Over the course of the last year, the government first reduced the bounty for Abu Ayyub al-Masri from $5 million to $1 million and then removed him entirely from the State Department's Rewards for Justice Program, which pays tipsters for information leading to the death or arrest and conviction of wanted terrorists, the officials said.
Information on al-Masri is now worth only up to $100,000 under a separate and less well-known rewards program run by the Defense Department, which asked that he be taken off the State Department list, they said.
Capt. Jamie Graybeal, a spokesman for U.S. Central Command, said the military considers intelligence and other factors on a recurring basis to re-evaluate the reward levels for those on wanted lists, at times adjusting up or down the dollar values it has placed on individuals.
The current assessment on al-Masri is that he is not as valuable as he used to be, he said.
"The value of this guy is not what it was, say, at this time last year," Graybeal said in a telephone interview from the command's headquarters in Tampa, Fla.
"Our assessment has led us to believe he's not as effective a leader on the battlefield ... and because of that he's just not as valuable to us," Graybeal said.
At the State Department, spokesman Sean McCormack said the decision to remove al-Masri from the list was a move that some officials thought would help their efforts to capture him.
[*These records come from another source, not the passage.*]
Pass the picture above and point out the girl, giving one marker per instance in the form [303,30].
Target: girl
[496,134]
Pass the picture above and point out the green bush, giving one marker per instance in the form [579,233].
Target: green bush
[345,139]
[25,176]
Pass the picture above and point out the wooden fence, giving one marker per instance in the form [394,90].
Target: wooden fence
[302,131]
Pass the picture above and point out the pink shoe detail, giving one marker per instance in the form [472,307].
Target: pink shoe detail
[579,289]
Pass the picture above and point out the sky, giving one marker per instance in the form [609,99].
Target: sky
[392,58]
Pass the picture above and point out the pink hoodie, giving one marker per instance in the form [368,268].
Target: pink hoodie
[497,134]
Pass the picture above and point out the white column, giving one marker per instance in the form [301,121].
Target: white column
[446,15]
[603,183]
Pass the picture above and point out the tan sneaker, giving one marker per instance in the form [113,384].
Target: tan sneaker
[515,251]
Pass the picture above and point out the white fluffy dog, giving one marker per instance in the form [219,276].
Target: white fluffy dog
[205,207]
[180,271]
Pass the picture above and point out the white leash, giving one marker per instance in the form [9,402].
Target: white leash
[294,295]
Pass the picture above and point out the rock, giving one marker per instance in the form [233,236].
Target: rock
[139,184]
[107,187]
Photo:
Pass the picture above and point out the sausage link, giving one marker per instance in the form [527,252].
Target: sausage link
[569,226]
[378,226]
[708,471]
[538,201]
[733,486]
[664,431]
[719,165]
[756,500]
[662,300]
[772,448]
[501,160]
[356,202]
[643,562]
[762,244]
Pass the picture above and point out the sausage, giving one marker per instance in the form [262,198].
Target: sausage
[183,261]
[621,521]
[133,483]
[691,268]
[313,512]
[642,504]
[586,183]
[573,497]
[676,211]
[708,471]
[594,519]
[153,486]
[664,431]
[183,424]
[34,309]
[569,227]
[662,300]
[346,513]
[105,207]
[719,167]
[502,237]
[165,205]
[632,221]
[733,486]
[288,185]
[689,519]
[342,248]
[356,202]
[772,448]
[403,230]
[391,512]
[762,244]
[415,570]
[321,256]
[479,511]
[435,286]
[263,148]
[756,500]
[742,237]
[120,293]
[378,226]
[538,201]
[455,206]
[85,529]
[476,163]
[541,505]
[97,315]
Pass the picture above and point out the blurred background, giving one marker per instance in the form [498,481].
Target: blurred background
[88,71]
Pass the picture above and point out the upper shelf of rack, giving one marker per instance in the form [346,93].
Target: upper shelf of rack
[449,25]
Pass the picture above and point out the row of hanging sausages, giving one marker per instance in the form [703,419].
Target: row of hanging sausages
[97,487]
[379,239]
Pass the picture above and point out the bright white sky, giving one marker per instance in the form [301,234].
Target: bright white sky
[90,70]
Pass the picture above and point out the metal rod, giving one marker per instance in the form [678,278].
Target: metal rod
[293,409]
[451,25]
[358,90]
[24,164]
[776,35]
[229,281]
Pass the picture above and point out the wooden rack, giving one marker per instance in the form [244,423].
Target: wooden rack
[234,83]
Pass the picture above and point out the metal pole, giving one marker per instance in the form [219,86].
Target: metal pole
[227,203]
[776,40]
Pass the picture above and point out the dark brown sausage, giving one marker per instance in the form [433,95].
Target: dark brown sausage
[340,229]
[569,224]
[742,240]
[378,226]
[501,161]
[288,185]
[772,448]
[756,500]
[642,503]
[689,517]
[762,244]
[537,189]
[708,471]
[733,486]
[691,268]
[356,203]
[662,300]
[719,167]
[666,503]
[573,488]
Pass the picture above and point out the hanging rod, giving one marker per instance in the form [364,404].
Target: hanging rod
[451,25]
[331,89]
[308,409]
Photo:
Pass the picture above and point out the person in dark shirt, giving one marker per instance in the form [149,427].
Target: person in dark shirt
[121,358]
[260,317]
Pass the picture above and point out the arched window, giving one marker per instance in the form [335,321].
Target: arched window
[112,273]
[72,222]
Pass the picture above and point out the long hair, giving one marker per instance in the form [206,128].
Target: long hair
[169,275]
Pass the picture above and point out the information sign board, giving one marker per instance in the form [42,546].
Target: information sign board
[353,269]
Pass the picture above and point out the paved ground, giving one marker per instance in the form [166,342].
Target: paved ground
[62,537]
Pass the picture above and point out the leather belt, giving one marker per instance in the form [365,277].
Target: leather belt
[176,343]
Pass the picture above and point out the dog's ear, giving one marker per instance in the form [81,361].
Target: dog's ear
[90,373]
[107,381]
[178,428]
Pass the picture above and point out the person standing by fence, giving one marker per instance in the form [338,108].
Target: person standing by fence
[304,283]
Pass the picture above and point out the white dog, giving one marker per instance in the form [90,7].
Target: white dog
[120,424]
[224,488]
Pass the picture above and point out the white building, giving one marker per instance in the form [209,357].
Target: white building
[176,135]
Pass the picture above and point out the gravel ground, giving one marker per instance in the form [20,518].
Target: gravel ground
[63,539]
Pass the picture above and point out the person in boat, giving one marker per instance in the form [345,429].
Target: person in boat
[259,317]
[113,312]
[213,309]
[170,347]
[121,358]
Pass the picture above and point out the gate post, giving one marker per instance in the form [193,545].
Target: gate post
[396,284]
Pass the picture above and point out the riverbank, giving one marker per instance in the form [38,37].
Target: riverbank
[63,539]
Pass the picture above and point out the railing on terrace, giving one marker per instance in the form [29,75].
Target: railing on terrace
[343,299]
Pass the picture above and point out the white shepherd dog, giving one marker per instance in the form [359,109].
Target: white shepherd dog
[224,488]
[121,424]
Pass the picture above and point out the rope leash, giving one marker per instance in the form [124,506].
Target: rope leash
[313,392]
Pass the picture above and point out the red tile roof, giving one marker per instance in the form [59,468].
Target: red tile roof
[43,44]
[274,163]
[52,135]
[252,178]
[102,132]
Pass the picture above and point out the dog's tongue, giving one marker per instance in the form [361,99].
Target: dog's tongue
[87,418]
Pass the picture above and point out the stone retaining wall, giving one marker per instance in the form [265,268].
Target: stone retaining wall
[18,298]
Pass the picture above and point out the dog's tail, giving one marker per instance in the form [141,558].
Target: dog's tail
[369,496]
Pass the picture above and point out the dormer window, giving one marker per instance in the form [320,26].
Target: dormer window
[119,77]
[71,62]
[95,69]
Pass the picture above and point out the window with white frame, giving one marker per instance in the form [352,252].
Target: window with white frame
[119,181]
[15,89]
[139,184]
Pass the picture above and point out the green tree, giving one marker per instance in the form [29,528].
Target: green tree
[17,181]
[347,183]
"You have people making judgments that doing that will actually be more effective in helping in dealing with or getting our hands on this individual," he told reporters. "People on the ground think that these actions will actually help them in what they're doing to address the security threat."
Officials said that besides denigrating al-Masri's leadership skills, the reduction could lower his stature among potential informants who might otherwise be frightened to turn in a senior operative.